The first two days of February have since ancient times been celebrated as a midwinter sacred festival in honour of the upcoming return of the Sun. This is the decisive time of midwifery, when the divine mother enters into the final gestation for spring. It is also Candlemas.
The term Candlemas comes from the tradition of the Roman Missal where the celebrant of the Mass on 2 February blesses the beeswax candles for use during the year. According to ordinary history candles have been used for more than 5000 years and were first developed by the Egyptians, although the Romans are credited with introducing wicks. The name candle comes from the Latin candere, which means “to shine”.
Candlemas is an ideal time for reawakening our capacity to shine who we truly are in the separated darkness of this world. “Wake up sleeper. Rise from the dead. Let the Christ enlighten you.” teaches the Gnostic Paul, summing up the core message of Christianity, which implies releasing our dormant identities based on separation and resurrecting our united luminous nature. Blessing candles on this day can be an empowering ceremony to exemplify this process and to remind it throughout the year, whenever those candles are used.

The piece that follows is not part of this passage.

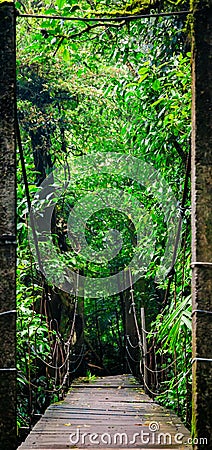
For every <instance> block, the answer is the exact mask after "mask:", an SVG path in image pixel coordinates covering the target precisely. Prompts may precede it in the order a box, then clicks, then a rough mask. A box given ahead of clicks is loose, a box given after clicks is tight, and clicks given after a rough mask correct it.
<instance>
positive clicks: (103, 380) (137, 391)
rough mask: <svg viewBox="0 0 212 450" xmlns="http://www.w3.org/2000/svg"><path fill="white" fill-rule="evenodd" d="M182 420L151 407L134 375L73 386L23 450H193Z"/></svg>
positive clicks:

Candlemas commemorates the Purification of the Virgin Mary and the presentation of the infant Jesus in the Temple 40 days after his birth. It is the Christianised version of the Pagan celebration of Imbolc. Imbolc means, literally, “in the belly” (of the Mother), “in milk” or “milk wolf”.
This festival marked the mid-way point between the Winter Solstice and the Spring Equinox, and was celebrated with lights so as to accelerate the coming of spring. Although darkness was still prevalent in the sky, light gradually unveiled and needed encouragement to finally triumph.
In the Pagan tradition Cernunnos, the Horned God, was the virile male deity ruling darkness. Imbolc represented the impregnation of the feminine deity by the masculine. The God of Darkness lit up his abode with candles to welcome the Goddess of Light and impregnate her. Light and Darkness are two inseparable polarities, who play their loving dance through the cycle of the year. Candles are sacred instruments for awareness and soul retrieval. Their light requires darkness in order to be seen, just as awareness and visibility are sustained by a background of unconscious and unseen reality.
Blessing and using candles is a way to celebrate the light and to honour the dark roots of the path towards illumination. In the lunation cycle Candlemas is associated with the Crescent Moon, corresponding to 3 am in the daily cycle.
The festival is also called Brigit’s Day, with reference to the Irish triple Goddess Brigit (pronounced “breed”), known in Scotland as Bride, transformed by the Catholic Church into St. Brigit of Kildare, the patron of Ireland. Brigit is a Goddess of fire, patroness of smithcraft, poetry, and healing. Similarly to the Roman Vesta, Brigit was associated with the perpetual and sacred flame, which is still maintained by 19 nuns at her sanctuary in Kildare. She was the goddess of whatever was regarded as non-ordinary at a high level, and a triple goddess
In the United States and Canada, Candlemas evolved into Groundhog Day celebrated on the same date. Candlemas is often a reference for predicting the weather for the coming year. An old British rhyme tells that “if Candlemas Day be bright and clear, there’ll be two winters in the year”. Another custom is weaving “Brigit’s crosses” from straw or wheat to hang around the house for protection, performing rituals of cleansing and purification, placing a lighted candle in each window of the house for a whole day, and obviously making candles.